The susceptibilities of American women are sometimes very easily wounded:

A paper having announced a man's death under the heading, "John K. gone to a better home," the widow brought an action for libel against the editor.


The women are not content with beating the men in the market-place, they beat them at elections as well. During my stay in the States, the town of Oskaloosa, in the State of Kansas, returned all the women who put up as candidates for election to the Town Council. At the head of the poll was a Mrs. Lowman, who was proclaimed Mayor. It was said that for a year all the taverns and billiard-rooms of the town would be closed.

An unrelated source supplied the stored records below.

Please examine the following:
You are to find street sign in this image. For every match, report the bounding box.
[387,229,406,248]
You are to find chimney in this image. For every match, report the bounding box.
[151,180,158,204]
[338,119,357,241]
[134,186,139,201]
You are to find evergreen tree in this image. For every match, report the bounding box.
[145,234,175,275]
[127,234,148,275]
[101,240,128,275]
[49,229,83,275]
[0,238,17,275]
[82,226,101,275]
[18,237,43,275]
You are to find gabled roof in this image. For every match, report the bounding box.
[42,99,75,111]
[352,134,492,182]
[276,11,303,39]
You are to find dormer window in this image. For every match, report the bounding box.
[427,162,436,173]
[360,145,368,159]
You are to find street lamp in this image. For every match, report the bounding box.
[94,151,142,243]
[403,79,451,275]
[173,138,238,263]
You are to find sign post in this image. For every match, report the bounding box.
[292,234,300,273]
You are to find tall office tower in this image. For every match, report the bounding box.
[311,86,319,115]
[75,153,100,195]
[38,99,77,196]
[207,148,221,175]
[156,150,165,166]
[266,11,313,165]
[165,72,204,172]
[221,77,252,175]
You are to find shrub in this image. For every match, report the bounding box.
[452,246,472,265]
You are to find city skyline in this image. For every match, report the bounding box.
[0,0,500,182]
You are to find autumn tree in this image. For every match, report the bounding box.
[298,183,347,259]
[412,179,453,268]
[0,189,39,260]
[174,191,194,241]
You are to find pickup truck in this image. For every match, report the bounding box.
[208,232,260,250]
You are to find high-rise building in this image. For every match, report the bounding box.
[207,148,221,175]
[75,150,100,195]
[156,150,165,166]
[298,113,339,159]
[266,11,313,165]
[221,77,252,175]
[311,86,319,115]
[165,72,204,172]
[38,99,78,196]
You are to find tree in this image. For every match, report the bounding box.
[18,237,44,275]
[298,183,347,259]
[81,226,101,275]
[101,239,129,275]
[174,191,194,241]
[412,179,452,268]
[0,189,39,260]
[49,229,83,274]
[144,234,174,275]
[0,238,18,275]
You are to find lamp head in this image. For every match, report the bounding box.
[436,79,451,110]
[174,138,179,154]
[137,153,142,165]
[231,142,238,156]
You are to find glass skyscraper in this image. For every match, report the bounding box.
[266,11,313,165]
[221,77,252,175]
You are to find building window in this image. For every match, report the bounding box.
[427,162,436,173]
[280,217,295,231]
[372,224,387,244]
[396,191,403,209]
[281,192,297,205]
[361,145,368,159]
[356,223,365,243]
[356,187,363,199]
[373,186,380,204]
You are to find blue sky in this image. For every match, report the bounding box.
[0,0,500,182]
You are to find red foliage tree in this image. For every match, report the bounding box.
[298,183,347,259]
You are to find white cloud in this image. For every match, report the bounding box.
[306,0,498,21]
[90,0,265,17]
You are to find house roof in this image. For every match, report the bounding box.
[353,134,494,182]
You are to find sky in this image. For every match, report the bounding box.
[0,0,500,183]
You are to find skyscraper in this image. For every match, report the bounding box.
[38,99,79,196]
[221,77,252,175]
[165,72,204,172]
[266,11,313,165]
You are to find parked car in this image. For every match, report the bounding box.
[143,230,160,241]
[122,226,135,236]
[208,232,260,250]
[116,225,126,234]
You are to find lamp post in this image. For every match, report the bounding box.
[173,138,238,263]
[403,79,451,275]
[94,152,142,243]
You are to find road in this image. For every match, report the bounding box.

When the result of the polling was known, the men pulled very long faces; but they finished by getting used to the idea of petticoat government, and in the evening they serenaded their Town Councilwomen.

The further west one goes, the more apparent becomes the power of the women; the further west one goes, the rarer does woman get. Is this the reason?

To every American hotel there is a ladies' entrance. This is to prevent contamination from the possible contact of man. When it rains or snows, an awning is thrown out over the pavement; but I daresay a permanent triumphal arch will ultimately be demanded by the ladies.

In the States of Kansas and Colorado, a woman on entering a railway train will touch a man on the shoulder, and say almost politely, "I like that seat; you take another."

I was riding one day in a Chicago tramcar. The seats were all occupied; but in America that does not mean that the car is full, and presently the conductor let in a woman, who came and stood near my seat. At the moment of her entry I had my head turned, and it might have been twenty or thirty seconds before I perceived that she was standing in front of me. Then I rose and offered her my place. Do not imagine that she thanked me. She shot me a glance which clearly said, "Oh! you have made up your mind at last; you take your time over it." I need not say that she was not a lady; but, at any rate, she was well, even stylishly, dressed, and looked highly respectable. The American lady accepts graciously and gracefully the homage men render her; but the vulgar woman exacts it as her due, and does not feel bound to give any such small change of politeness as thanks or smiles. Women are everywhere more prone than men to act as parvenues.